Ability to select which namespaces to collect the metrics
Ability to select which app to collect the metrics. The labels could be used for this config, for example: labels.app or labels.k8s-app
Ability to select which metrics to collect

Metrics

node and pod memory utilization in bytes
node and pod cpu utilization in mili core
container memory page faults
the metrics should collected for separated pods. Now it was collected for deployments, daemon sets... under the name PodName. And I think it is not really helpful because the problem can occurs on a single pod of the deployments while the metrics is sum of all the pods.
The Alarm can be trigger by every single pod of the deployment.
The health condition of a job or cron-job: number of jobs created, number of the success and failed jobs...

EKS Proposed

Source

khacminh

👍12

Most helpful comment

For most organization metrics are a good portion of the infrastructure and require multiple tools to achieve this. Nowadays also, companies are migrating to EKS or already using it for a while and they still lack this kind of metrics unless they add another layer in their toolset. With the release of Container Insights, everyone thought that they were going to be able to finish transferring everything to their CloudWatch dashboards and alarms but when they realized that the metrics were very little they end up deciding not to use it.

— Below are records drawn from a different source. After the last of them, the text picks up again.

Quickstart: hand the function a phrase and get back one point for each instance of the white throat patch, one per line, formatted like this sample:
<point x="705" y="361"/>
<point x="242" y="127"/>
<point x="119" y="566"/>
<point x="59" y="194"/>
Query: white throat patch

EKS has a lot of other things more than filesystem usage in the node and super basic networking metrics. People want to know if their deployments went successful or if a node it's ready to use, or how many pods are in wait mode or nodes if they are schedulable or not. If the deployments were paused for too long and many other things (daemon sets, replica sets, services, deployments), and some other super useful ones like if their services are generating HTTP errors (3xx, 4xx, 5xx).

I feel if CloudWatch team steps up and adds this to the scope, to be able to get more metrics out of ContainerInsights will make most of the companies start using a lot more their monitoring services.

Now my question goes, does CloudWatch team or the team that owns this kind of project, set a roadmap for this?